You need to make one final preflight check before connecting the camera and television: Verify the status of the Video Mode setting, located just above the HDMI option on the Setup menu. You have just two options: NTSC and PAL. Select the video mode used by your part of the world. (In the United States, Canada, and Mexico, NTSC is the standard.) The mode should’ve been set at the factory to the right option for the country in which you bought your camera, but it never hurts to check.

After you select the necessary Setup menu options, grab your video cable, turn off the camera, and open the little rubber door on the left side of the camera. There you find two ports (connection slots): one for a standard audio/video (A/V) signal and one for the HDMI signal.


The smaller plug on the A/V cable attaches to the camera. The yellow plug goes into your TV’s video jack, and the white one goes into your TV’s stereo audio jack. For HDMI playback, a single plug goes to the TV.
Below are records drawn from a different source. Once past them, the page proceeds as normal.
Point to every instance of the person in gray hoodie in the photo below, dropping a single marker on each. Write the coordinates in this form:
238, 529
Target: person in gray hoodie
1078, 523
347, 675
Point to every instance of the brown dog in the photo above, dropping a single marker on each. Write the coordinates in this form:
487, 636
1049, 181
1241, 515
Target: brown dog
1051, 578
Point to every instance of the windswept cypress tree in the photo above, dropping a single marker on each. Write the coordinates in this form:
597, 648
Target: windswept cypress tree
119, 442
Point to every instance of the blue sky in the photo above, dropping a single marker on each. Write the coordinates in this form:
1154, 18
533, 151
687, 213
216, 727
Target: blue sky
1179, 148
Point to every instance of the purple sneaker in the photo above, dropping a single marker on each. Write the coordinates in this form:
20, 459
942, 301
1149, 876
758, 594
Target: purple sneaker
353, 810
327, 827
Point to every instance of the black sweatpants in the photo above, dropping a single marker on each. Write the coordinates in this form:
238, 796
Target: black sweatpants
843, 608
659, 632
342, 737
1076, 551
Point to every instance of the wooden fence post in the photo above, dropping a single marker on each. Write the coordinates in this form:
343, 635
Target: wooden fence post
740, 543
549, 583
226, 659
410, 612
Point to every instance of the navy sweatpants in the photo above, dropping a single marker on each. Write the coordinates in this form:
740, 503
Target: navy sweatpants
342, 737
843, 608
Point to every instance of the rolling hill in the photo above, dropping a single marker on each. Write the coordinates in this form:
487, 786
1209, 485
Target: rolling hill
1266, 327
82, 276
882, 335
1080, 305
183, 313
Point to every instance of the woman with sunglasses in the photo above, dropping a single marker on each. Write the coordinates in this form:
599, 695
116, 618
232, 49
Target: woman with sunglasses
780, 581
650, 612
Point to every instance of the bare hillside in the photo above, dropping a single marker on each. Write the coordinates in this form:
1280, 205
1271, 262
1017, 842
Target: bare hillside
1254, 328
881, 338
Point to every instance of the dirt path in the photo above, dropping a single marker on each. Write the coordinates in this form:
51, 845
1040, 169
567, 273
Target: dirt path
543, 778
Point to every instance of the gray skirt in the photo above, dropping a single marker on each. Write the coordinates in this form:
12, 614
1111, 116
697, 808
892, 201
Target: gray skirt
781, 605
At this point, check out your specific TV manual to find out exactly which jacks to use to connect your camera. You also need to consult your manual to find out which channel to select for playback of signals from auxiliary input devices. Then just turn on your camera to send the signal to the TV set. If you don’t have the latest and greatest HDMI CEC capability (or lost your remote), control playback using the same techniques as you normally do to view pictures on your camera monitor.